Hi Ted,
I echo the question about workload: I started with the simplest possible
explanation, hoping that would spur a bit more of a use case description.
Good point on planner cost. Drill uses Apache Calcite for planning. Calcite is
a monster: an interpreter, a rules engine, a generic SQL parser and analyzer.
Calcite is great for what it was designed for: very complex queries against
huge data sets, such as those which Hive queries. (Calcite is used by Hive for
its planning, where it replaced a home-grown planner.)
A simpler planner might be faster, but would have its limits. For example, from
my time on Impala, I learned that Impala's query is basically a sprint from a
SQL parse tree to a Thrift query plan with very little optimization other than
Parquet partition pruning. As a result, Impala planning is quick, but extremely
limited: the further your data strays from TPC-H, the worse the plans that
Impala produces. (I spent over a month trying to fix a really bad plan caused
by naive assumptions in the Impala planner.)
Last I heard (a year ago), Impala planned to abandon their home-grown planner
and move to Hive's Calcite-based planner (as part of merging Impala into Hive.)
Don't know how that is going or if it is still the plan.
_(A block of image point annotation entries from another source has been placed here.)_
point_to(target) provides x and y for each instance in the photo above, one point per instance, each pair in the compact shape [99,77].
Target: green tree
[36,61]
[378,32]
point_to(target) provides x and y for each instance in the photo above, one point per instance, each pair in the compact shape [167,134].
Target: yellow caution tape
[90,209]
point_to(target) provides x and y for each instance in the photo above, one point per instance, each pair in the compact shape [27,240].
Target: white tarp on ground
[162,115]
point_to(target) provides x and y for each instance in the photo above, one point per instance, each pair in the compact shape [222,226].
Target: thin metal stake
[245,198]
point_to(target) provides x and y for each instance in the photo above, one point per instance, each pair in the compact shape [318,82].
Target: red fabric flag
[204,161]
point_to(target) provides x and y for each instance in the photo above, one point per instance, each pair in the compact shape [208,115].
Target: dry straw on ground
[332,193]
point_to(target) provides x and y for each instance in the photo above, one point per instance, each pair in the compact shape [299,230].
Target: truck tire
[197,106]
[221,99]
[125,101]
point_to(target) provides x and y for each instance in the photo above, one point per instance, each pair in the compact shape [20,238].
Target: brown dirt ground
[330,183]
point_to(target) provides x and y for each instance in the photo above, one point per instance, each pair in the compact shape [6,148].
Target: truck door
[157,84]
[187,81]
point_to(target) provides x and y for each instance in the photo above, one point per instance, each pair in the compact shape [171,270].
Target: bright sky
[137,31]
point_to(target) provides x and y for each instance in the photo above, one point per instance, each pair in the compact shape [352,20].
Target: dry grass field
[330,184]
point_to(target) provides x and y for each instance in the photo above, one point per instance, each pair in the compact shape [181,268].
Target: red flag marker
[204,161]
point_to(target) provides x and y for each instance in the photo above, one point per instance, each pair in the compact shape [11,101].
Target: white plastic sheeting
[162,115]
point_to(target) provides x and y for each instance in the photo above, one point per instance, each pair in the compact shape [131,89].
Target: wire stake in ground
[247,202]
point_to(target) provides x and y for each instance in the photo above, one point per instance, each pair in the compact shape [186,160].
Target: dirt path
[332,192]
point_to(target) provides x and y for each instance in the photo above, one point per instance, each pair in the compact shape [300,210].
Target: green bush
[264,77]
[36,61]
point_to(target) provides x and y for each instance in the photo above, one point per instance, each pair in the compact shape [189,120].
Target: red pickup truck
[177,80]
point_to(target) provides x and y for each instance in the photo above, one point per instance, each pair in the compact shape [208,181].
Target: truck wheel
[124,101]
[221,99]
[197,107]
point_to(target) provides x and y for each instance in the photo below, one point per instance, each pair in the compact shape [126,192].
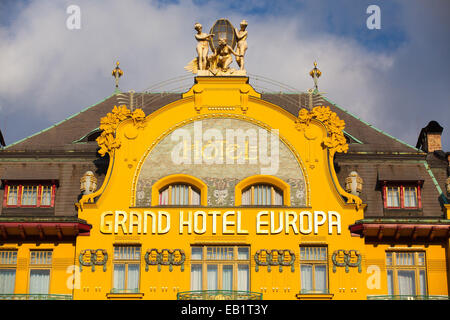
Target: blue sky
[396,78]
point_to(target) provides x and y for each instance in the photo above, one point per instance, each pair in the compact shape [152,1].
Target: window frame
[416,267]
[126,262]
[401,186]
[7,265]
[39,193]
[273,190]
[41,266]
[315,263]
[235,263]
[191,189]
[284,187]
[162,183]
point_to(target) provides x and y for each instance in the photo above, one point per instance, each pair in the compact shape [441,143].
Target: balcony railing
[115,290]
[408,297]
[219,295]
[35,297]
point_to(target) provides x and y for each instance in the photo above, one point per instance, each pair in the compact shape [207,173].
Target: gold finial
[315,74]
[117,73]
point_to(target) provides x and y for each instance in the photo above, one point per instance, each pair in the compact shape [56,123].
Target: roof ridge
[370,125]
[60,122]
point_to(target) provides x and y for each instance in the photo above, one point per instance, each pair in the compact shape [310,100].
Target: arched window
[261,195]
[179,194]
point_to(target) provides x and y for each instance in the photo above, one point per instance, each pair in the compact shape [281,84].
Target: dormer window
[29,195]
[402,196]
[179,194]
[262,195]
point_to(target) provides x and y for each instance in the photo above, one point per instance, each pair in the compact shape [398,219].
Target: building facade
[223,193]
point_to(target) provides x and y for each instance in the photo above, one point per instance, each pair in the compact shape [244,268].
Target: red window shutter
[53,195]
[5,196]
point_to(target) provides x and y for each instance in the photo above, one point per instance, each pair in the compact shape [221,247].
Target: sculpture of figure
[221,57]
[241,36]
[202,46]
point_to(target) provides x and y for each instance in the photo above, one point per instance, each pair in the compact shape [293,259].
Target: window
[402,196]
[179,194]
[29,195]
[220,268]
[406,273]
[313,270]
[262,194]
[40,265]
[8,262]
[127,260]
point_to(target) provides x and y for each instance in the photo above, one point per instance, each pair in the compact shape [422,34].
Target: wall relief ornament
[335,140]
[344,258]
[164,257]
[108,141]
[92,258]
[265,257]
[224,41]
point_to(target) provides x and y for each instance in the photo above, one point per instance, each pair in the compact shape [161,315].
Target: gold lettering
[151,214]
[133,222]
[120,222]
[260,223]
[167,227]
[227,223]
[187,223]
[105,226]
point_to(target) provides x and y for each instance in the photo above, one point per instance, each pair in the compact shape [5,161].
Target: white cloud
[51,70]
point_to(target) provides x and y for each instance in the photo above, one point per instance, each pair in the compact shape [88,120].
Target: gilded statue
[221,59]
[218,63]
[202,46]
[241,36]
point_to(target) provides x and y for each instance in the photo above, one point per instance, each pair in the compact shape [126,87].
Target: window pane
[390,282]
[227,277]
[46,197]
[29,196]
[212,277]
[164,197]
[320,277]
[406,282]
[243,254]
[389,258]
[422,283]
[306,277]
[39,281]
[410,197]
[243,277]
[196,277]
[195,197]
[278,197]
[119,276]
[197,253]
[8,257]
[7,281]
[133,278]
[393,197]
[247,197]
[12,195]
[421,259]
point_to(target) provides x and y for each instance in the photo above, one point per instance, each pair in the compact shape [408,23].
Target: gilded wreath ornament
[159,258]
[280,261]
[92,258]
[108,141]
[335,139]
[347,256]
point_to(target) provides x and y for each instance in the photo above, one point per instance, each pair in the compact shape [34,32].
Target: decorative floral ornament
[335,139]
[108,141]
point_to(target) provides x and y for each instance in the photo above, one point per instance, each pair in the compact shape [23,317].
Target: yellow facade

We can guess that
Impala will suffer the same planning overhead as Drill once that work is done.
By contrast, Presto completely rewrote their ad-hoc planner to create a dynamic
planner that can use costs, somewhat like the Calcite planner does, but
specific to Presto (that is, not based on Calcite.) I've not heard how well
Presto handles complex queries, or the quality of its plans. Anyone have
experience with this aspect of Presto?
The challenge is, each new planner (Cockroach DB, Hive when moving to Calcite,
Impala when moving to Hive/Calcite, Presto with their new planner) takes
multiple person-years of effort. Unfortunately, MapR did not have that kind of
time to invest during MapR DB. The frantic, chaotic hacks that were done could
not overcome Calcite's fundamental design limitation of being very
heavy-weight. Or course, the major benefit of MapR-DB are secondary indexes,
which actually require a cost-based, rule-driven planner such as Calcite
because of the large number of potential plans to evaluate. There is no free
lunch. (Aman, who did much of the index-plan work, contributed it to Drill, so
it is available for anyone else with a similar data source.)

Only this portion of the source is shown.